No estoy diciendo que usar Linux resuelve ese problema estructural. Sería ingenuo. Pero sí estoy diciendo que el problema existe, que tiene consecuencias reales — en presupuesto público, en dependencia, en la capacidad de los Estados de controlar su propia infraestructura digital — y que el software libre es la alternativa que ya existe, que ya funciona, y que no adoptamos masivamente por inercia y por los efectos de ese mismo monopolio que critico.

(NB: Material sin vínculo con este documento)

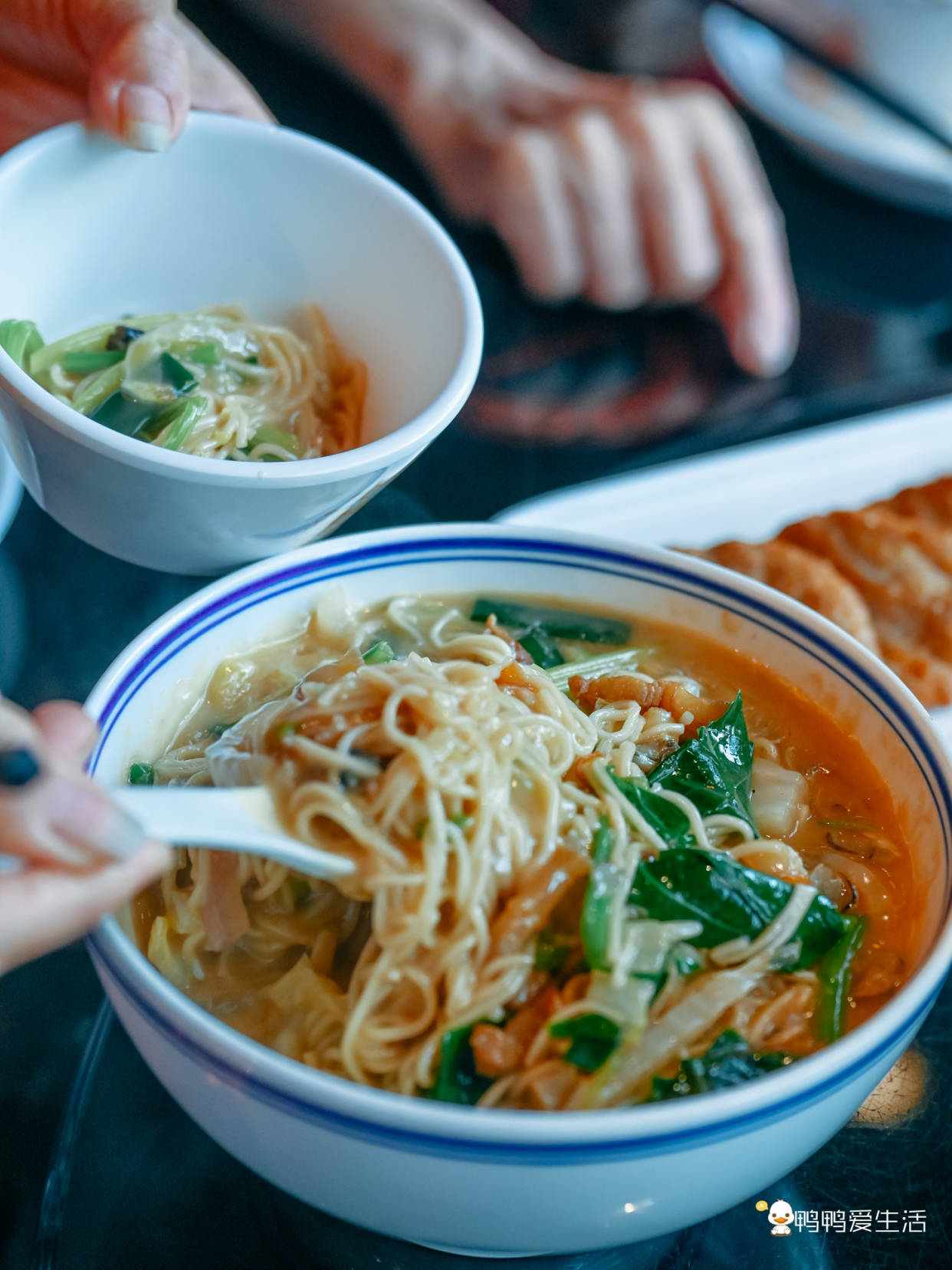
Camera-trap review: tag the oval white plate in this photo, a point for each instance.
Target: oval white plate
(837, 127)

La soberanía tecnológica no es un tema de nerds. Es la pregunta de quién controla la infraestructura con la que trabajamos, nos comunicamos, aprendemos y ejercemos derechos. Cuando una institución pública no puede acceder a sus propios archivos sin renovar una licencia de Microsoft, eso es dependencia. Cuando un estudiante no puede estudiar desde casa porque el software que exige su universidad solo corre en Windows, eso también es dependencia. Y la dependencia, en cualquier escala, es una cuestión de poder.
El software libre — Linux, LibreOffice, Firefox y cientos de proyectos más — no es perfecto. Tiene curvas de aprendizaje, elementos que pueden ser poco accesibles, limitaciones reales. Pero es auditable, modificable, comunitario, y no te convierte en un punto de extracción de datos para una corporación. Esa es una diferencia fundamental.
Una decisión cotidiana
Cada mañana que arranco mi PC con CachyOS estoy tomando una decisión que es técnica y política al mismo tiempo. Técnica porque el sistema es más estable, más rápido, más respetuoso con mi hardware y más seguro que su alternativa dominante — sin ejecutables .exe circulando, el vector de ataque más común del phishing y el malware sencillamente no existe en mi entorno. Política porque elegí software que una comunidad construye y mantiene, sobre software que una corporación te vende mientras recopila todo lo que puede sobre ti.
No es una decisión heroica. Cambiar de sistema operativo no es el acto más revolucionario. Pero sí es un comienzo y las decisiones cotidianas sobre qué tecnología usamos, a quién le cedemos nuestros datos y de quién dependemos para hacer nuestro trabajo no son neutrales. Son posturas. Y vale la pena tomarlas con conciencia.
La pantalla también es territorio. Y hay que preguntarse quién lo administra.